京都市北区
「上品蓮台寺(じょうぼんれんだいじ)」(古都探訪 56)

寺伝によれば上品蓮台寺は、聖徳太子が母の菩提寺として建立し、宇多法皇が中興したという由緒正しき古刹。
境内には平安時代を代表する仏師・定朝(じょうちょう)の墓や、謡曲「土蜘蛛」で知られる源頼光朝臣塚などがあり、また蔵書には京都最古の絵巻物である、国宝、紙本着色絵因果経(えいんがきょう)を有す(現在は京都国立博物館に委託保存)

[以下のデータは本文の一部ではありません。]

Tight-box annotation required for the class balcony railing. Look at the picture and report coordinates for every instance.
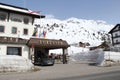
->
[113,42,120,45]
[112,35,120,38]
[0,37,28,44]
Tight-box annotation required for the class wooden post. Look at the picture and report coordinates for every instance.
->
[30,45,34,64]
[62,48,68,64]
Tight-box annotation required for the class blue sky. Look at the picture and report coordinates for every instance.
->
[0,0,120,24]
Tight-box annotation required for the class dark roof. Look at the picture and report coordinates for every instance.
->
[0,3,45,18]
[109,24,120,33]
[27,38,70,49]
[0,36,28,44]
[0,3,28,10]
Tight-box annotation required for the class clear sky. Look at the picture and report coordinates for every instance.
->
[0,0,120,24]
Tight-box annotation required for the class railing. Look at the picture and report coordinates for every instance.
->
[112,35,120,38]
[0,37,27,44]
[113,42,120,45]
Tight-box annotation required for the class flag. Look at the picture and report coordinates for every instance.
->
[35,31,38,37]
[43,30,47,38]
[28,10,40,14]
[39,30,42,38]
[32,29,38,37]
[32,31,36,36]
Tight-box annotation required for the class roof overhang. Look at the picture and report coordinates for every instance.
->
[108,24,120,34]
[0,7,45,18]
[27,38,70,49]
[0,3,45,18]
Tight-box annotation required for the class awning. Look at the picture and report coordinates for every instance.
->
[27,38,70,49]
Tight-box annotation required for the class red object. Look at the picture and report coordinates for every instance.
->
[28,10,40,14]
[31,44,34,48]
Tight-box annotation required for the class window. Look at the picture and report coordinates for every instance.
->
[23,29,28,35]
[12,27,17,34]
[7,47,21,56]
[11,17,22,22]
[115,33,118,37]
[116,40,118,43]
[24,17,29,24]
[119,26,120,30]
[0,25,4,32]
[0,13,6,21]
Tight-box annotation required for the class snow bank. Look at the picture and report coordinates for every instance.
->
[70,49,103,62]
[0,55,34,72]
[104,51,120,61]
[70,49,120,66]
[97,51,120,66]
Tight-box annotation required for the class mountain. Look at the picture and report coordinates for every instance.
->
[34,17,114,54]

山門を潜り境内に入ると、先ず目を奪われる正面のしだれ桜。


その清楚で存在感の在る出で立ちに暫し見入ってしまう。

対面にはもう一本、やや背の低い紅しだれ桜が在るが、そちらはまだ三分咲き程度。

本堂とのコントラストも映え、この時期参拝客で混雑する他の神社仏閣には無いしっとりとした風情を感じるのも魅力。

下向きに咲く花弁は上品なしとやかさを兼ね備え、時折風で揺れるさまは、まるで舞妓の都おどりのよう。

境内にはソメイヨシノも数多く植栽され、市内の数々の社寺に負けず劣らずの名所といえる。